## The Inductors of two LR circuits are placed next to each other , as shown in the figure . The values of the self-Inductance ….

Q: The Inductors of two LR circuits are placed next to each other , as shown in the figure . The values of the self-Inductance of the inductors , resistances , mutual-inductance and applied voltage are specified in the given circuit . After both the switches are closed simultaneously , the total work done by the batteries against the induced EMF in the inductors by the time the currents reach their steady state values is ….. Click to See Solution :
Ans: (55)
Sol: Mutual inductance is producing flux in same direction as self inductance

$\displaystyle U = \frac{1}{2}L_1 I_1^2 + \frac{1}{2}L_2 I_2^2 + M I_1 I_2$

$\displaystyle U = \frac{1}{2}(10\times 10^{-3})1^2 + \frac{1}{2}(20\times 10^{-3})2^2 + (5 \times 10^{-3})\times 1 \times 2$

= 55

## A cubical solid aluminium (bulk modulus = -VdP/dV = 70 GPa) block has an edge length 1 m on the surface of earth .

Q: A cubical solid aluminium (bulk modulus = -VdP/dV = 70 GPa) block has an edge length 1 m on the surface of earth . It is kept on the floor of a 5 km deep ocean . Taking the average density of water and the acceleration due to gravity to be 103 kg/m^3 and 10 m/s^2 respectively , the change in edge length of the block in mm is …..

Click to See Solution :
Ans: (0.24)
Sol: $\displaystyle \frac{\Delta V}{V} = -\frac{\Delta p}{B}$ ; Where B = Bulk modulus

V = l3

$\frac{\Delta V}{V} = 3 \frac{\Delta l}{l}$

$\displaystyle 3\frac{\Delta l}{l} = |-\frac{\Delta p}{B}|=\frac{\rho g h}{B}$

$\displaystyle \Delta l = \frac{\rho g h l}{3 B}$

## Two capacitors with capacitance values C1 = 2000 ±10 pF and C2 = 3000 ±15 pF are connected in series ….

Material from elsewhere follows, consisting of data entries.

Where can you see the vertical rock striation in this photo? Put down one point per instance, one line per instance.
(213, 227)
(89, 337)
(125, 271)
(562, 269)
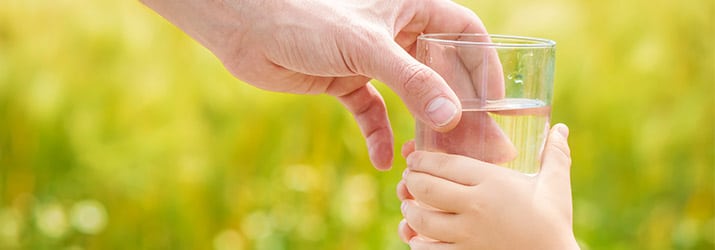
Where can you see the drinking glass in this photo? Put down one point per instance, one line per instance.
(505, 86)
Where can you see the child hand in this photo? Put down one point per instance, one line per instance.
(456, 202)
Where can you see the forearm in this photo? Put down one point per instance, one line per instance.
(213, 23)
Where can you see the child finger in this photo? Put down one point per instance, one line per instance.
(456, 168)
(437, 192)
(431, 223)
(419, 243)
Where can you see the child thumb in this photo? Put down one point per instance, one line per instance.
(556, 161)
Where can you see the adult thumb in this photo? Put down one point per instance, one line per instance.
(556, 161)
(424, 92)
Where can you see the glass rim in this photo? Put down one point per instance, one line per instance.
(516, 41)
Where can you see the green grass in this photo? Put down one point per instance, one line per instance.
(105, 101)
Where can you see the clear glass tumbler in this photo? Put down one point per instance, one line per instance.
(505, 86)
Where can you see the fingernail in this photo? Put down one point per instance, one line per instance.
(441, 111)
(563, 130)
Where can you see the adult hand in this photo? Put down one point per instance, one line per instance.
(333, 47)
(469, 204)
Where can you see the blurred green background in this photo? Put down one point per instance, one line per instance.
(117, 131)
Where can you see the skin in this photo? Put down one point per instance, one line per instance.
(333, 47)
(454, 202)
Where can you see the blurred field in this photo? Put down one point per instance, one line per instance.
(119, 132)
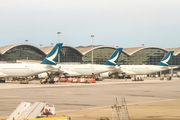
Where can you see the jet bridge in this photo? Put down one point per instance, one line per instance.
(27, 110)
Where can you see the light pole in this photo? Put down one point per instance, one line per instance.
(92, 47)
(59, 42)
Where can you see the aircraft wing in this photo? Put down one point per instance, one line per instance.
(68, 72)
(173, 67)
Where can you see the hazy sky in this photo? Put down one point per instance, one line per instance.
(123, 23)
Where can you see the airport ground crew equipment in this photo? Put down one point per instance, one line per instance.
(27, 110)
(2, 80)
(120, 110)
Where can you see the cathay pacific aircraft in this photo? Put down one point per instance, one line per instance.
(17, 69)
(89, 69)
(143, 69)
(147, 69)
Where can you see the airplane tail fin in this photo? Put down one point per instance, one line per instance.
(166, 59)
(52, 57)
(114, 58)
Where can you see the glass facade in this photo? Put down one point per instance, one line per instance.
(23, 52)
(147, 56)
(100, 55)
(69, 54)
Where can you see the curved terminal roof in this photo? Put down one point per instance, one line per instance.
(49, 48)
(85, 50)
(131, 51)
(127, 51)
(176, 50)
(4, 49)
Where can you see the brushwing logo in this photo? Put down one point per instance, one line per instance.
(114, 59)
(165, 61)
(53, 56)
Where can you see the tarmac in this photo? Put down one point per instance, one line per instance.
(151, 99)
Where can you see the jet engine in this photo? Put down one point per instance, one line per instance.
(106, 74)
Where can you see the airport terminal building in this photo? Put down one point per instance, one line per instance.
(148, 55)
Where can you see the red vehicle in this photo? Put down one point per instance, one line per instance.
(70, 79)
(91, 80)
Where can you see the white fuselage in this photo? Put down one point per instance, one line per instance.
(16, 69)
(84, 69)
(141, 69)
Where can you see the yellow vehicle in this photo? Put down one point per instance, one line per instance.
(24, 82)
(49, 118)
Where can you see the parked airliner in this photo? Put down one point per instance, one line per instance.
(144, 69)
(17, 69)
(89, 69)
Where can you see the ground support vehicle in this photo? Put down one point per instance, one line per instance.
(2, 80)
(24, 82)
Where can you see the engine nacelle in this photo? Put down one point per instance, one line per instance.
(42, 75)
(106, 74)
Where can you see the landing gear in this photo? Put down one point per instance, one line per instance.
(2, 80)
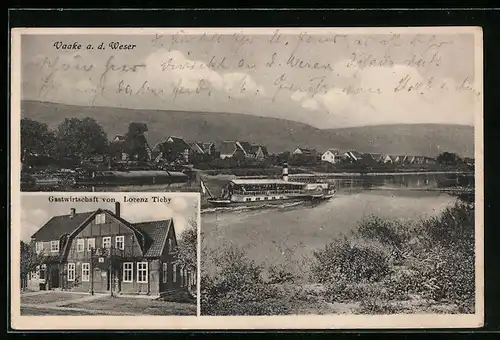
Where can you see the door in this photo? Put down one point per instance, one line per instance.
(54, 277)
(108, 280)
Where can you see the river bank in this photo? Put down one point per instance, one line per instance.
(370, 252)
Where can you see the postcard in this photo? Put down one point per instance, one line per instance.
(247, 178)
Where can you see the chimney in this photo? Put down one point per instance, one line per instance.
(117, 209)
(284, 173)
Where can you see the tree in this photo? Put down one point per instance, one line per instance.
(29, 261)
(186, 251)
(135, 141)
(448, 158)
(36, 138)
(283, 157)
(83, 138)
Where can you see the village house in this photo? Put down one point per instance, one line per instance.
(253, 151)
(389, 159)
(401, 159)
(375, 157)
(208, 148)
(229, 149)
(258, 152)
(99, 251)
(304, 152)
(119, 149)
(173, 149)
(197, 148)
(353, 156)
(331, 156)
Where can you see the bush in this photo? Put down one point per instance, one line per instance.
(395, 261)
(239, 289)
(280, 274)
(350, 261)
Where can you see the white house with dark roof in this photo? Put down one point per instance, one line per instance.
(331, 156)
(353, 156)
(99, 251)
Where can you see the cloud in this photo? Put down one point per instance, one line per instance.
(173, 68)
(310, 104)
(241, 85)
(384, 95)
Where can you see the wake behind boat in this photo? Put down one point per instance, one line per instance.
(263, 191)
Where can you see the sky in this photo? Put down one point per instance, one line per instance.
(327, 81)
(36, 209)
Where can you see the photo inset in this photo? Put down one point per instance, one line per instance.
(109, 254)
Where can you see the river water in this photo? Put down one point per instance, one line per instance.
(288, 234)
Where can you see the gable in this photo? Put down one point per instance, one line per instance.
(139, 237)
(156, 234)
(60, 225)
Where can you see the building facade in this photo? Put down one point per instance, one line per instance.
(101, 252)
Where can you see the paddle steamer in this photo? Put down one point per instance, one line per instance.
(263, 191)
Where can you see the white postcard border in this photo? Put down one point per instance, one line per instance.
(19, 322)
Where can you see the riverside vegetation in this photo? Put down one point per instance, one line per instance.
(382, 267)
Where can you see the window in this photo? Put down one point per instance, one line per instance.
(142, 272)
(85, 272)
(106, 242)
(128, 271)
(54, 246)
(43, 270)
(39, 247)
(165, 272)
(90, 243)
(71, 272)
(100, 218)
(119, 242)
(80, 245)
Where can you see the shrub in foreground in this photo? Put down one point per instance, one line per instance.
(385, 261)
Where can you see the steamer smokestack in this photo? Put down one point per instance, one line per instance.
(284, 173)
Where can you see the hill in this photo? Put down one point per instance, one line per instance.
(277, 134)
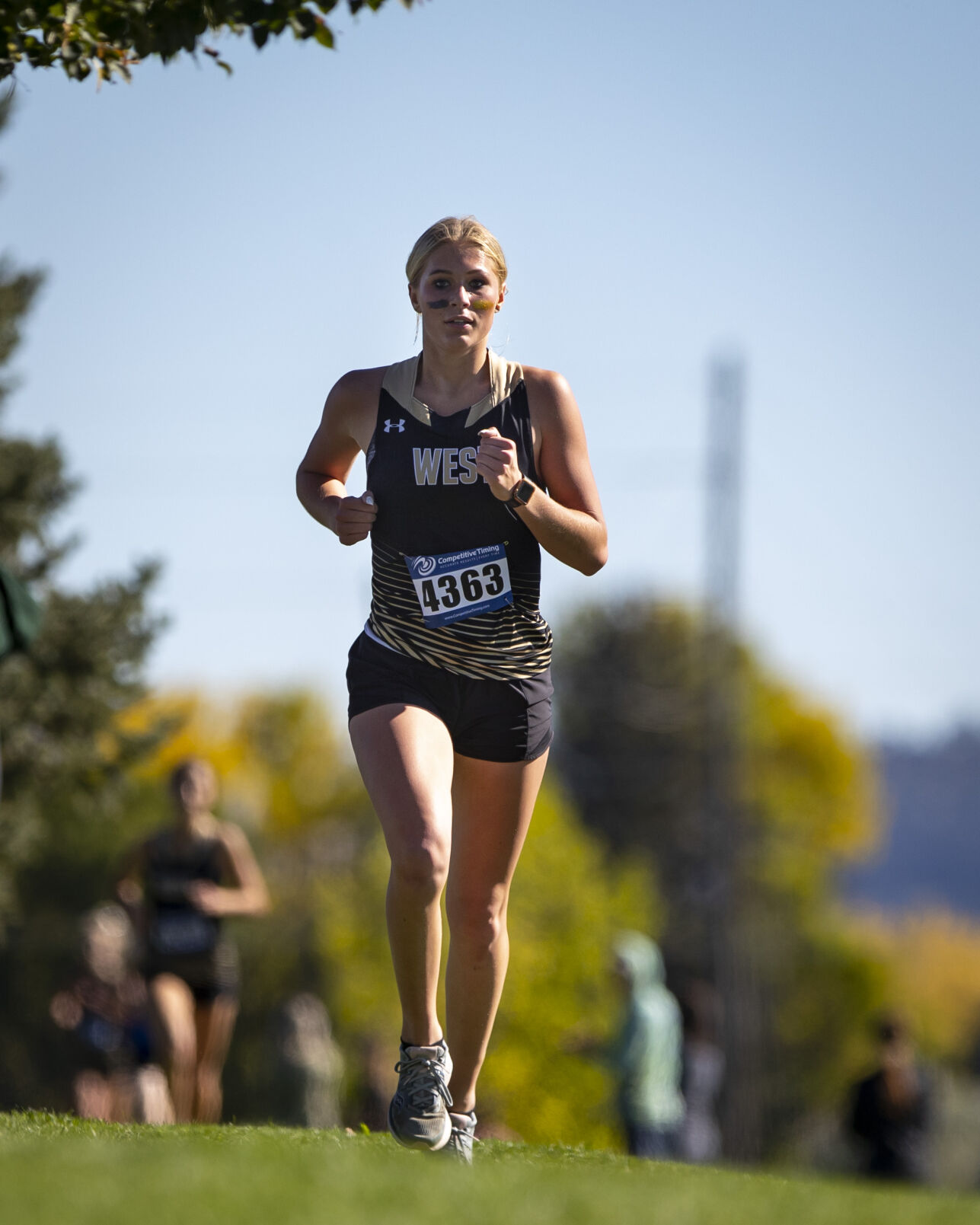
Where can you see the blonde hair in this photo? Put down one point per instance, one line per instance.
(461, 231)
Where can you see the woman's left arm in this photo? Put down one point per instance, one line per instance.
(567, 521)
(245, 893)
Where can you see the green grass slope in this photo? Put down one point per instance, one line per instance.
(64, 1172)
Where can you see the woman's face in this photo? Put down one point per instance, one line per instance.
(196, 792)
(457, 295)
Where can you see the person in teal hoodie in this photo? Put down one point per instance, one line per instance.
(646, 1056)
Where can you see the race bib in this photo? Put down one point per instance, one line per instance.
(452, 585)
(183, 933)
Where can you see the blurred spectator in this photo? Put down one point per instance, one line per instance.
(704, 1076)
(646, 1054)
(311, 1065)
(180, 883)
(891, 1110)
(375, 1083)
(106, 1013)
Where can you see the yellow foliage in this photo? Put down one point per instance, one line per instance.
(811, 783)
(933, 965)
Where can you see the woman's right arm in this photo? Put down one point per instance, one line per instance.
(343, 432)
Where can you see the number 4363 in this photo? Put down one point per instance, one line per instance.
(474, 583)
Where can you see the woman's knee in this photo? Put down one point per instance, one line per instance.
(478, 919)
(422, 867)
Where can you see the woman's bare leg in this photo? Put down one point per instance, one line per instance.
(215, 1022)
(493, 804)
(406, 760)
(173, 1012)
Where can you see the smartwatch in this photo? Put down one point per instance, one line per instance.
(521, 493)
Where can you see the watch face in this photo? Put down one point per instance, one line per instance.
(522, 493)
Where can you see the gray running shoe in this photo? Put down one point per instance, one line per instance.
(461, 1138)
(419, 1112)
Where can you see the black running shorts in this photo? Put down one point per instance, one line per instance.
(491, 720)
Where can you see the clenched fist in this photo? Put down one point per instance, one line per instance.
(496, 462)
(356, 517)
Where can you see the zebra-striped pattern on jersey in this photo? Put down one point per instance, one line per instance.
(509, 643)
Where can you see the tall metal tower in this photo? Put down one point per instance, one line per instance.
(728, 832)
(723, 538)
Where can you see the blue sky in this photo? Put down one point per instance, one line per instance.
(668, 180)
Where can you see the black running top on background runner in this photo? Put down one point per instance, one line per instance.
(175, 927)
(456, 575)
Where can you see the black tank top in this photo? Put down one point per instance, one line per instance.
(456, 573)
(175, 927)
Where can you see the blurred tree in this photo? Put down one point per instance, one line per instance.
(933, 959)
(113, 36)
(65, 758)
(632, 708)
(291, 782)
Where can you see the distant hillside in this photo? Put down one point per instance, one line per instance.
(931, 848)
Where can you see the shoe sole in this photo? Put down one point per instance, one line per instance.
(433, 1148)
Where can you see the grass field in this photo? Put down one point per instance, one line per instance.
(64, 1172)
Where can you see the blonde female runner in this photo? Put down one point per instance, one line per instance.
(474, 464)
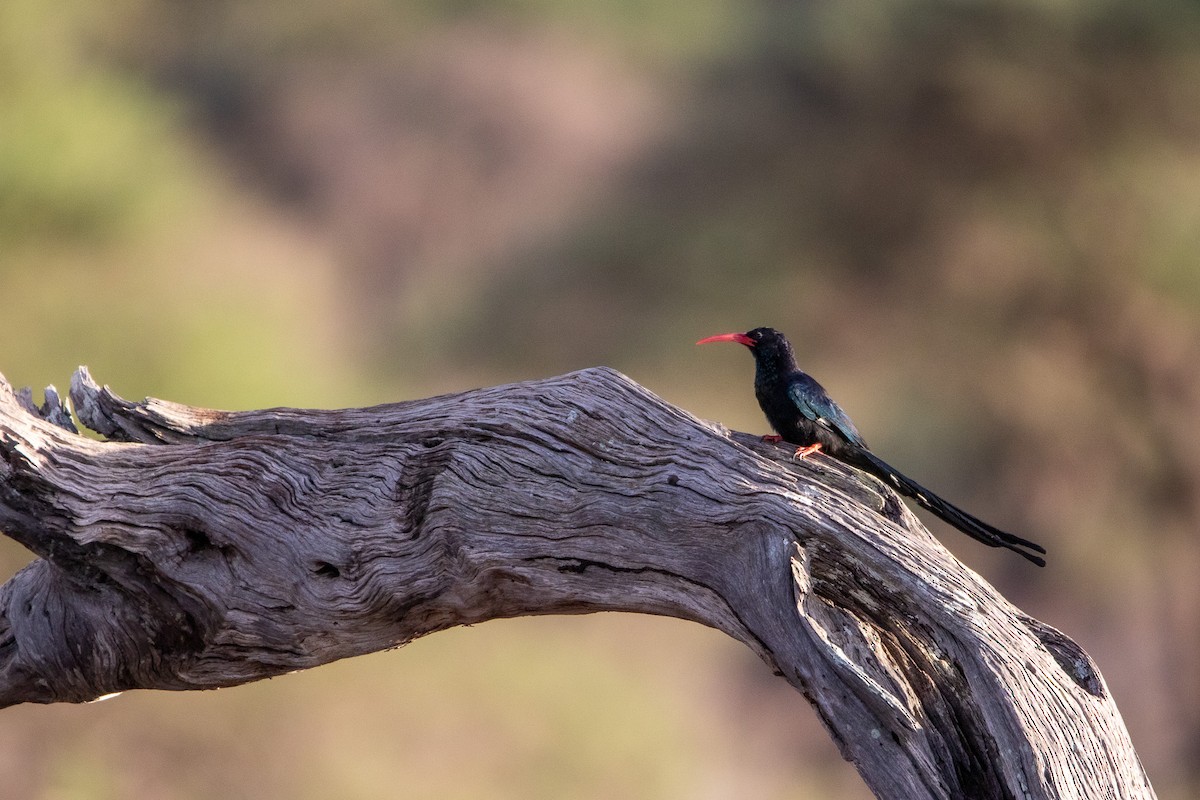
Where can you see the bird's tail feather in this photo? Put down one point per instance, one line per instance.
(951, 513)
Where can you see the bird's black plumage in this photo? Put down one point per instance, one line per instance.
(802, 413)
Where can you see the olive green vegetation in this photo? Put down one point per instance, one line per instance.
(979, 223)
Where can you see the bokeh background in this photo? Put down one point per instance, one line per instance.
(979, 222)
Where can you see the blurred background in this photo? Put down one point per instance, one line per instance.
(978, 222)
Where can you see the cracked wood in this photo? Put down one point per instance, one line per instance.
(195, 548)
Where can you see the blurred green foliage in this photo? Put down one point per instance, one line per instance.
(979, 222)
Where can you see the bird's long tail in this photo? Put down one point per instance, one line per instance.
(972, 527)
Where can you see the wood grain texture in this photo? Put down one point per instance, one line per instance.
(195, 548)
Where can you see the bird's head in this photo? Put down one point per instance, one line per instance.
(768, 346)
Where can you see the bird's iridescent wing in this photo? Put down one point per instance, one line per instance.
(814, 403)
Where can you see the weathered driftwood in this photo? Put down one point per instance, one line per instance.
(197, 548)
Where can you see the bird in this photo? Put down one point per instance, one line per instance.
(803, 414)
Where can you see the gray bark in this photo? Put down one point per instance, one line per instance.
(193, 549)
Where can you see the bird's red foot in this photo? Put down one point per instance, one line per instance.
(804, 452)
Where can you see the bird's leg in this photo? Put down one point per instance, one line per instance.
(804, 452)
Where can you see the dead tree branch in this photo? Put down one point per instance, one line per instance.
(197, 548)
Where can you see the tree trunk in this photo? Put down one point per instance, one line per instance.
(197, 548)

Q: Two capacitors with capacitance values C1 = 2000 ± 10 pF and C2 = 3000 ± 15 pF are connected in series . The voltage applied across this combination is C = 5.00 ±0.02 V . The percentage error in the calculation of the energy stored in this combination is ………….

Click to See Solution :
Ans: (1.3)
Sol: $\displaystyle \frac{1}{C} = \frac{1}{C_1} + \frac{1}{C_2}$

$\displaystyle C = \frac{C_1 C_2}{C_1 + C_2}$

$\displaystyle -\frac{dC}{C^2} = -\frac{dC_1}{C_1^2} – \frac{dC_2}{C_2^2}$

dC = 6 pF

$\displaystyle U = \frac{1}{2}CV^2$

$\displaystyle \frac{dU}{U} \times 100 = (\frac{dC}{C} + \frac{2dV}{V})\times 100$

$\displaystyle \frac{dU}{U} \times 100 = (\frac{6}{1200} + 2\times \frac{0.02}{5})\times 100$

= 13 %

## A beaker of radius r is filled with water (Refractive index = 4/3) up to height H as shown in the figure on the left …..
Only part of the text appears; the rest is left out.